Still, questions like why Damien Williams started over Khalil Herbert at running back and whether or not there were more designed runs for Fields in the game will have to wait until Monday when Nagy speaks again. Tabor didn’t have any say over the offensive game plan.

“I don’t have that answer for you. I’m sorry. I’m special teaming it up during the week,” he said.

What does it all mean?

Sunday’s game felt like a lose-lose for Nagy. If the Bears played a clean game and won, Tabor would have received all the credit and it wouldn’t have decreased any of the heat on Nagy.

But a loss didn’t help either. Fields and the offense played their best game of the season without Nagy present, but the Bears are now 3-5 and found way too many ways to lose against the 49ers. Honestly, the biggest problem was the defense — they allowed seven straight scoring drives — and that falls on defensive coordinator Sean Desai.

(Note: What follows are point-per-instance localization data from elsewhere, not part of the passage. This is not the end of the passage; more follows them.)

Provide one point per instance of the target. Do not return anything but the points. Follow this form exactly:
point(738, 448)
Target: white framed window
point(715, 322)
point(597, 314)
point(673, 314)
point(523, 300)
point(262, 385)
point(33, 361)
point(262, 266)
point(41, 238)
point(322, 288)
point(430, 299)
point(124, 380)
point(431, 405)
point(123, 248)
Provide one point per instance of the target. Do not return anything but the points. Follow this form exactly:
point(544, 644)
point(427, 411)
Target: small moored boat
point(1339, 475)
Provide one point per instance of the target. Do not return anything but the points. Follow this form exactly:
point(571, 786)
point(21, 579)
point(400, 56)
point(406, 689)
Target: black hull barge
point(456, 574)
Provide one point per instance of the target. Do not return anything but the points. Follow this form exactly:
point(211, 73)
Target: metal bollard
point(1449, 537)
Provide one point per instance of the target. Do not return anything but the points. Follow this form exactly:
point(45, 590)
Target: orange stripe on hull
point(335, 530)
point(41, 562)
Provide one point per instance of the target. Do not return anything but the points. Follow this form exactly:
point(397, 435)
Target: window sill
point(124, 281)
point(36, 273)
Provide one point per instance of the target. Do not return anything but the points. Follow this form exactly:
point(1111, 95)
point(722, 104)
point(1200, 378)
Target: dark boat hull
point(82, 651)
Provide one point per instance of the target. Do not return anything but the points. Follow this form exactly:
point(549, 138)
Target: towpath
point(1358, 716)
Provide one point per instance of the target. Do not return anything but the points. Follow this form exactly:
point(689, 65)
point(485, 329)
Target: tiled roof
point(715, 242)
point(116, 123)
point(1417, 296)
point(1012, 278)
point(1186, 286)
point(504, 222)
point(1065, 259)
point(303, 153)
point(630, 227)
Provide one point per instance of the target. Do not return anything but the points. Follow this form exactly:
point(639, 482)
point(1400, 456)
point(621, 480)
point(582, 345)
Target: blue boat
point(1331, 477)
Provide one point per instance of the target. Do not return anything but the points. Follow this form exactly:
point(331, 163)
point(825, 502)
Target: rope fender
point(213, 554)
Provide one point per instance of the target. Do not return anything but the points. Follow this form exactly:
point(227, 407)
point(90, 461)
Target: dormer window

In the end, Tabor seemed poised and ready for the job. If he’s ever interviewed for a head coaching job in his career, he’ll be able reference the overall experience as a positive one, despite the outcome.

“He had a nice little speech dialed up for us,” Herbert said. “But Tabes, he’s just got a lot of energy, he brings a lot of juice. He does that on special teams, and he just distributed it all through the whole team and brought a lot of energy.”

After the game, Tabor was asked if he was able to soak it all in during the game. In typical head coach fashion, he turned the attention towards the next game.

“Maybe for a second,” he said. “I told myself I’ll enjoy it and look back at the end of the year when the season is over. The focus, you move on to Pittsburgh. They’ll create problems that we’ve got to get handled. Coach asked me to step in. That’s my job and that’s what I wanted to do.”